April 25, 2008
Brooklyn Power Plants Get Demolished, Developed
Earlier there was news of a luxury condo leveling a church and digging up graves, now word is in that the South Williamsburg power plant on Kent Avenue will meet the same fate. The Brooklyn Paper reports that Con Edison has finally admitted its plan to demolish the defunct power plant and neighborhood landmark.
Neighbors of the abandoned Kent Avenue power plant knew something was up back in March, when workers started tearing holes into the 102-year-old red brick building, which has been inactive since the late 1990s.Up until now, Con Ed has stated that they've just been “cleaning up the site," and while they still maintain they have no definite plans for the waterfront property -- no one in the real estate business is buying that.

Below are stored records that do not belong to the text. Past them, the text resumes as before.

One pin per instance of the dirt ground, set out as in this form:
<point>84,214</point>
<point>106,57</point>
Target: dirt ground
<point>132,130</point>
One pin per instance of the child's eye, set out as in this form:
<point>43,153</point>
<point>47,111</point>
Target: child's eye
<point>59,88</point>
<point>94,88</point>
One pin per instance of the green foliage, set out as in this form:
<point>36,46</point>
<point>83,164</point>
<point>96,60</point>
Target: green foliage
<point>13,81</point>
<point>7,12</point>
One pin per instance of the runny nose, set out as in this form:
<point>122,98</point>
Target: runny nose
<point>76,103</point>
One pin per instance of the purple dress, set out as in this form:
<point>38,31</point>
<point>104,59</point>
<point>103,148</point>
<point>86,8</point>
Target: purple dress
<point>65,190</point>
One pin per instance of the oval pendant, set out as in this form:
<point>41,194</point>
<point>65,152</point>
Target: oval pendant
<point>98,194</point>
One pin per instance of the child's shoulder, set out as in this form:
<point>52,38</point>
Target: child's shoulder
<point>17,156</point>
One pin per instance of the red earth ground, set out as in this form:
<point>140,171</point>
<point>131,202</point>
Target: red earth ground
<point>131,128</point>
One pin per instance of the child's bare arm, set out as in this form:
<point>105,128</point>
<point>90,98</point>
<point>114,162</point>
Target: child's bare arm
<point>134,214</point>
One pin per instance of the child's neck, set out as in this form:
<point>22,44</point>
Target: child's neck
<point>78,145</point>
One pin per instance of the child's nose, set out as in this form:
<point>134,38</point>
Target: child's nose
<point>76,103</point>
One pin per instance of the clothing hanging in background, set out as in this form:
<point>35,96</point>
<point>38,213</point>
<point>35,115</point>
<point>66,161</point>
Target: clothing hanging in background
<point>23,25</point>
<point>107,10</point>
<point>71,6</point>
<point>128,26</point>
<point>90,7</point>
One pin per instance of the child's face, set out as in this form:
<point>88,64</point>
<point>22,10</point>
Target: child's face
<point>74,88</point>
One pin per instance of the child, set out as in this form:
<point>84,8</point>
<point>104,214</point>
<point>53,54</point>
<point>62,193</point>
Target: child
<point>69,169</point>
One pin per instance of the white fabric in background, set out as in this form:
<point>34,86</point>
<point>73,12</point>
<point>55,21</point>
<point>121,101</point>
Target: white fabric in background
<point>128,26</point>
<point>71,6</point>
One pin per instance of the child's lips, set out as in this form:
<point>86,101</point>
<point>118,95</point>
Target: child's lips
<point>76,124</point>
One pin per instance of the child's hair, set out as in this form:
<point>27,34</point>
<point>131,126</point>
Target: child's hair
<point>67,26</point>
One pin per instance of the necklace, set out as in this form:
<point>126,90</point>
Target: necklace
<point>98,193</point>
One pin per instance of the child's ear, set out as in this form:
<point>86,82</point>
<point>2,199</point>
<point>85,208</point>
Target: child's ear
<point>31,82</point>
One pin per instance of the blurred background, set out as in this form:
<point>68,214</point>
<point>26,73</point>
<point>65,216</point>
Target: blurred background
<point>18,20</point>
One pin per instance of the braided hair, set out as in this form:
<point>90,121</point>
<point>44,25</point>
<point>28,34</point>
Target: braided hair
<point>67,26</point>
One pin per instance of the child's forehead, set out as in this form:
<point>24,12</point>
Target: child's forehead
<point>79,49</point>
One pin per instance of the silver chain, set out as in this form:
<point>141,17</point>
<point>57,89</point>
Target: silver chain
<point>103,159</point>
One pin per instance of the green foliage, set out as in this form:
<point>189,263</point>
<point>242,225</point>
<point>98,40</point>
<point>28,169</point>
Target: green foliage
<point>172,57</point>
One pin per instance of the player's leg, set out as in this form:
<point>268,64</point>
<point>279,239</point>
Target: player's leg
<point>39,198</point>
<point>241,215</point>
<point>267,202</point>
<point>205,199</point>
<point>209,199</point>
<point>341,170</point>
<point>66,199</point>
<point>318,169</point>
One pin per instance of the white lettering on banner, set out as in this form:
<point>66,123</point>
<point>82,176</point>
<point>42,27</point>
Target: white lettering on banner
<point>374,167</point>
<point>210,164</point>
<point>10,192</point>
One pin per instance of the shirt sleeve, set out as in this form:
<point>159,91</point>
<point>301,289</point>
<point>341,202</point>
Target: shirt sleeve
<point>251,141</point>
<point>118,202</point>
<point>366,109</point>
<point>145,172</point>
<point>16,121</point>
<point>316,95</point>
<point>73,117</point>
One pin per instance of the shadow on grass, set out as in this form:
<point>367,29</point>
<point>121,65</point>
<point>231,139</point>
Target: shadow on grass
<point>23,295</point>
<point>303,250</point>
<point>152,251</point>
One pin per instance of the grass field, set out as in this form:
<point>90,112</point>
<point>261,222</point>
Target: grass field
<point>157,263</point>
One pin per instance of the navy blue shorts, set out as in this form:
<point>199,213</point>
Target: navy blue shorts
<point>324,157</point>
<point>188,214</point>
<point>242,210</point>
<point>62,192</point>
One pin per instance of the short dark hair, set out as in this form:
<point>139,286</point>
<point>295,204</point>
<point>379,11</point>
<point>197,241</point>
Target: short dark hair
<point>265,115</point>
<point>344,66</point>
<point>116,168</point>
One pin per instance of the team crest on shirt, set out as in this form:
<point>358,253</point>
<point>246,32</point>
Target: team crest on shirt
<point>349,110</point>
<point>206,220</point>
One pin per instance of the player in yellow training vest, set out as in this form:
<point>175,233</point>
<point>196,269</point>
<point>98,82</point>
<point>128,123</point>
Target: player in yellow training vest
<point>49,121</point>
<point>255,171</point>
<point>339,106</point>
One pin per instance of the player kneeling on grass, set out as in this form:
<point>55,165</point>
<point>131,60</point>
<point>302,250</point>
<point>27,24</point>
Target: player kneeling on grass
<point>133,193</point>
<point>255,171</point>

Meanwhile, the proposed Trans Gas power plant on the North Brooklyn waterfront, which has been met with local opposition, just started an appeal; the Bloomberg administration’s goal is currently "to build Bushwick Inlet Park between North Eighth and North 14th streets. But the city still does not control the Transgas site."
Photo via jim in times square's flickr.




I'm pretty sure that picture is of the Con Ed plant in Vinegar Hill (south side of the Navy Yard). The old BRT plant is at Kent and Division (north side of the Navy Yard).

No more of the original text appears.